(Re)pensar o território para proteger o futuro
A ciência prevê que os fenómenos climáticos extremos se tornem mais frequentes e severos no futuro. E as consequências serão sobretudo sentidas pelo ser humano, com perdas materiais e financeiras significativas e impactos negativos sobre a saúde. Proteger a população está ao alcance dos municípios.
Portugal é um jardim à beira-mar plantado, mas o que significa isso em termos climáticos? Significa viver num país com um clima “mediterrâneo com feição mais atlântica no litoral e mais continental no interior”, e onde a ocorrência de fenómenos climáticos extremos é uma das suas características, explica Maria José Roxo, geógrafa e investigadora na Faculdade de Ciências Sociais e Humanas da Universidade Nova de Lisboa (NOVA FCSH).
Se é verdade que a existência destes eventos em Portugal não é nova, há algo que está a mudar: “Vamos ter, no futuro, maior frequência e intensidade destes fenómenos extremos”, o que “resulta das alterações climáticas”, explica Filipe Duarte Santos, Presidente do Conselho Nacional do Ambiente e do Desenvolvimento Sustentável (CNADS).
Portanto, “temos de fazer um planeamento urbano que mitigue e minimize efeitos adversos”, acrescenta o especialista. Mas ainda antes de se aplicarem medidas de adaptação às alterações climáticas é preciso conhecer a fundo o território, incluindo as suas diferentes características e vulnerabilidades.
Um país, diferentes desafios
Se Portugal é pequeno em dimensão, isso não quer dizer que sinta os efeitos da mudança climática de forma homogénea. Como explica Maria José Roxo, “uma medida que é muito boa para mitigar ou adaptar no Norte pode ser um profundo erro no Sul. O ordenamento do território e a adaptação à mudança climática implicam conhecer o território nas suas componentes física e humana”, para se estudarem soluções específicas.
É justamente esse trabalho que o Green Deal Going Local Handbook está a tentar fazer, orientando decisores regionais e locais na implementação do Pacto Ecológico Europeu. De acordo com este guia do Comité das Regiões Europeu, Portugal divide-se em três áreas climáticas onde se enfrentarão – e onde já se enfrentam – grandes desafios.

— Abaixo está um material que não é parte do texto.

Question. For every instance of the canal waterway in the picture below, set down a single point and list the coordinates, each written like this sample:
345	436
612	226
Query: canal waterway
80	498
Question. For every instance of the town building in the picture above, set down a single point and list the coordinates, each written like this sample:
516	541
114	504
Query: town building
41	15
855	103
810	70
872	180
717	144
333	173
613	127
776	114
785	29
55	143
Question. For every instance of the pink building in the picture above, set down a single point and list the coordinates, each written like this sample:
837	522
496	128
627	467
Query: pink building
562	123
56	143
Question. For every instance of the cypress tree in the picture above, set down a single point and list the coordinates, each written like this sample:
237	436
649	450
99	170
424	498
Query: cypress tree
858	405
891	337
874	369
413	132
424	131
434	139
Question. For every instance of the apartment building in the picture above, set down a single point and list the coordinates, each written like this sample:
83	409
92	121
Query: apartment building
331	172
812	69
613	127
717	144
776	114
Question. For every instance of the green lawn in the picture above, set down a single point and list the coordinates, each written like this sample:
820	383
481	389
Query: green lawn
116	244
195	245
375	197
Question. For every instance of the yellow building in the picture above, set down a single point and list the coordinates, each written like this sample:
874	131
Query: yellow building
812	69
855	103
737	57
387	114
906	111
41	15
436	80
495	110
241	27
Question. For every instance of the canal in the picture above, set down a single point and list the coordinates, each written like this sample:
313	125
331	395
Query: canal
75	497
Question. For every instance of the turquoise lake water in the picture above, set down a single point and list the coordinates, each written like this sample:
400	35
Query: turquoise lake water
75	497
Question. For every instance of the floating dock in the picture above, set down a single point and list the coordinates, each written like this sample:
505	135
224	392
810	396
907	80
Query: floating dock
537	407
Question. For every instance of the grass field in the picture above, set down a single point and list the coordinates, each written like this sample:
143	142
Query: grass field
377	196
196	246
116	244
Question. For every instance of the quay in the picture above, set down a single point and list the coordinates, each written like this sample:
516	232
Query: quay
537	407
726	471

Comecemos pela região mediterrânica. Aqui, espera-se que as temperaturas excedam a média europeia e que as on- das de calor e as secas se tornem mais habituais e prolongadas, de acordo com o guia. Estão assim reunidas as condições para a escassez de água e consequente competição pelos recursos hídricos, bem como para a propagação de incêndios florestais. O aumento das temperaturas também leva à disseminação de espécies de fauna e flora invasoras que ameaçam a biodiversidade existente.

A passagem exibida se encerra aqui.